Some languages face a special problem at this point, because they use the same term for “light” and “day,” and the same term for “darkness” and “night.” So a literal rendering of what they would get here is “God gave the light the name light, and the darkness the name darkness.” For some people this is quite self-evident and natural; but for others it is senseless to talk like this, and restructuring will be required to make it acceptable. For example, it may be possible to say “When that light came then for the first time, God gave it its name” or “That light didn’t have any name then, so God called it ‘light.’ ”

And there was evening and there was morning, one day: this renders the Hebrew literally, but it is less than clear because it is a rhetorical refrain. It sounds in part like the Jewish twenty-four-hour day, which was from sunset to sunset (Lev 23:32). However, the Jewish day did not end in the morning. We may therefore understand morning to mean “the following period of daylight.” Light has just been created and separated from the darkness, and the order reflected in the refrain is darkness first and then the coming of the created light.

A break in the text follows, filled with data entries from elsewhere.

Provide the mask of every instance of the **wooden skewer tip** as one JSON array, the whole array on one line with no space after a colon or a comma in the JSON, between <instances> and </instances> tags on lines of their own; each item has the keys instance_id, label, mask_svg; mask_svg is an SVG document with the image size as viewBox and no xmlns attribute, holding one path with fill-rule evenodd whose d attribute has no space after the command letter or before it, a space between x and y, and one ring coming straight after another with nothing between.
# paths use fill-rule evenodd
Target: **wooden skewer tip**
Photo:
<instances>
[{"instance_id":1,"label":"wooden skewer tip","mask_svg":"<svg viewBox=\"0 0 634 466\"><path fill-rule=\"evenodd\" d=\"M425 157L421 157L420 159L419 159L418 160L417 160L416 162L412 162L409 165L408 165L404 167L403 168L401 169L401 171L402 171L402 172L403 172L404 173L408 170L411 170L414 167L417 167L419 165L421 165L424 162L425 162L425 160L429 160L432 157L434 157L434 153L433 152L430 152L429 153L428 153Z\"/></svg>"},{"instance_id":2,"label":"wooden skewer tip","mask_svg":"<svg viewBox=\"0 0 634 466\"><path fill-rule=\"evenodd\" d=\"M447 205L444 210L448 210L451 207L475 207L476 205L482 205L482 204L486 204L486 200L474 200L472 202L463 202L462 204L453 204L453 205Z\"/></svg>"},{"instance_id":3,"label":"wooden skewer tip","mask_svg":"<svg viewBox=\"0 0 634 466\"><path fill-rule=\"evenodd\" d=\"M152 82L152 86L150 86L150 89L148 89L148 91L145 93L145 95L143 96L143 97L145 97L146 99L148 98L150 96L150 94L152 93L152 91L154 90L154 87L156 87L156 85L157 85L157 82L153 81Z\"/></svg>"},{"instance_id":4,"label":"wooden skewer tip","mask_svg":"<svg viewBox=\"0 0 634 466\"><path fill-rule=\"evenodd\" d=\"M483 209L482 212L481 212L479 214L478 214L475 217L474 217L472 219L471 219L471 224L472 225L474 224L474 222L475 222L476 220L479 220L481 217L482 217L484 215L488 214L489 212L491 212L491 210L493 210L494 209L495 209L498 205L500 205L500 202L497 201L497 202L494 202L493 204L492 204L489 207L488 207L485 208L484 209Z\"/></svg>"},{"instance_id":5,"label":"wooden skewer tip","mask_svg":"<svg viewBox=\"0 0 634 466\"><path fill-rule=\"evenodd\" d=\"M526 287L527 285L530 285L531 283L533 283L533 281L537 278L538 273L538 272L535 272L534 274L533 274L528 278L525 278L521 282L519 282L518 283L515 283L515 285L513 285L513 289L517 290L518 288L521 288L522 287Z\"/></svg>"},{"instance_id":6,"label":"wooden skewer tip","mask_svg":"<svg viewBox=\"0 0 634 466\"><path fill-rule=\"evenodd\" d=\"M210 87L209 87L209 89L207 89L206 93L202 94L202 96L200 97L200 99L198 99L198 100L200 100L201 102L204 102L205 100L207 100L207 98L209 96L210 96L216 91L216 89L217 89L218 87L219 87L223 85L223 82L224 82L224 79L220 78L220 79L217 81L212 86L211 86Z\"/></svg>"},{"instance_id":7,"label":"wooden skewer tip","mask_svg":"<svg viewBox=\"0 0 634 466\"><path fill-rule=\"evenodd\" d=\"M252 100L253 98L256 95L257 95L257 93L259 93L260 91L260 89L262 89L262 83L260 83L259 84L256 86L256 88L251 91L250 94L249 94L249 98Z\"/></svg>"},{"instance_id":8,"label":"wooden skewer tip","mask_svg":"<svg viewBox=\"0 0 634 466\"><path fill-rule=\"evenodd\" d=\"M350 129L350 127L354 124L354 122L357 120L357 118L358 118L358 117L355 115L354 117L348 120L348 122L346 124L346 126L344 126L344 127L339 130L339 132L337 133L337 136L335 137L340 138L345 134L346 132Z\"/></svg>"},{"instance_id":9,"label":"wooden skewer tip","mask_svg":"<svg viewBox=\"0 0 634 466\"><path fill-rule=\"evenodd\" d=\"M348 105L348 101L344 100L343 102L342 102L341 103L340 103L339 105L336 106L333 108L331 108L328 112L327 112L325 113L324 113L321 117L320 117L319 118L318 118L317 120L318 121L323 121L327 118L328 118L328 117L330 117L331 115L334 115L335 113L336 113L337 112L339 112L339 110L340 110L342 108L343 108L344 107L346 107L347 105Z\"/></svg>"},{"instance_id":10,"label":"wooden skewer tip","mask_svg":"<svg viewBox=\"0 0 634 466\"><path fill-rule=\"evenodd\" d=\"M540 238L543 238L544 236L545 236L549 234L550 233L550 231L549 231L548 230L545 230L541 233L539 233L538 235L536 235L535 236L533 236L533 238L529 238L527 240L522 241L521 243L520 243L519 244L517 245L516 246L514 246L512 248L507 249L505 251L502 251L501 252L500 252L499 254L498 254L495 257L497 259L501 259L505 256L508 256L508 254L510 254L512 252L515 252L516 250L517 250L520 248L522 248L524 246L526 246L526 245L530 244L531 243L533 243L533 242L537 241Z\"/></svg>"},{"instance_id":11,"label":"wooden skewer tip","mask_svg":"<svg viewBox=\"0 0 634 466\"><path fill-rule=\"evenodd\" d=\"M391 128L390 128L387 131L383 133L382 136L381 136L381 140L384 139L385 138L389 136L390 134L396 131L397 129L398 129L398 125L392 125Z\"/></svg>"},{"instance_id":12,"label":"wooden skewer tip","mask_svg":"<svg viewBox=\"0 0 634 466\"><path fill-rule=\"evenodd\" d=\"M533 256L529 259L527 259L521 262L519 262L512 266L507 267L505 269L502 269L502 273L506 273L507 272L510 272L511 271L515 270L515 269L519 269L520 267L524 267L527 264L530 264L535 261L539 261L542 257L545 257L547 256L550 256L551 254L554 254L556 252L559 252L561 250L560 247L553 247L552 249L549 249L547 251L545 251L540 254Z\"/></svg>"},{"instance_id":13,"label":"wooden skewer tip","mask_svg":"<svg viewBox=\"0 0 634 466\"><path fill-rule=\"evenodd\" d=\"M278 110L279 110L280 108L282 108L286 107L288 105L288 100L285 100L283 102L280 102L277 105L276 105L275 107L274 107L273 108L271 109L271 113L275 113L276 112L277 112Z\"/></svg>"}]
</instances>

The author’s purpose of praising God for his creative acts is thus expressed by means of this poetic device, not only here but at the end of verses 8, 13, 19, 23, and 31.

Translators have used various ways to render this rhetorical expression. Translations of the formal type, such as rsv, follow the Hebrew literally. tev, on the other hand, adjusts the expression by using two verbs: “Evening passed and morning came—that was the first day.” spcl translates the thought but does not retain in its text the succession of evening and morning: “In this way the first day was completed.” This version gives the literal form in a footnote and says “A Hebrew form expressing the idea of one complete day.”

If the translator wishes to retain the succession of evening followed by morning as marking a day, it may be possible to say, for example, “The first day was completed when the night passed and morning came” or “The night was followed by the daylight, and that was the first day.” On the other hand translators in some languages may prefer to adapt the model of spcl and, immediately after “and darkness he called Night,” say “That was the first day of creation” or “And so the first day ended.” One translation that follows this approach says “And that day finished. It was the first day of the world.” If a footnote is considered desirable, spcl gives a satisfactory model: “This is the Hebrew way of expressing the idea of a complete day.”

One day translates the Hebrew literally. Some interpret day to refer to an indefinite period of time, but there is nothing in the context that requires the Hebrew term for day to be taken as other than an ordinary day. All the other days of creation are described by numbers that indicate their place in order or sequence: second, third, fourth, and so on. The author’s purpose is clearly to explain that the seventh day Sabbath has its origin in creation.

In some languages “the first day” will be placed before “and there was evening.…” The first of a series of time periods is often expressed in the same way as the first of a series of objects; for example, “the day in front,” “the head day,” “the day that goes first.”[1]

[1] Reyburn, W. D., & Fry, E. M. (1998). A handbook on Genesis (pp. 34–36). New York: United Bible Societies.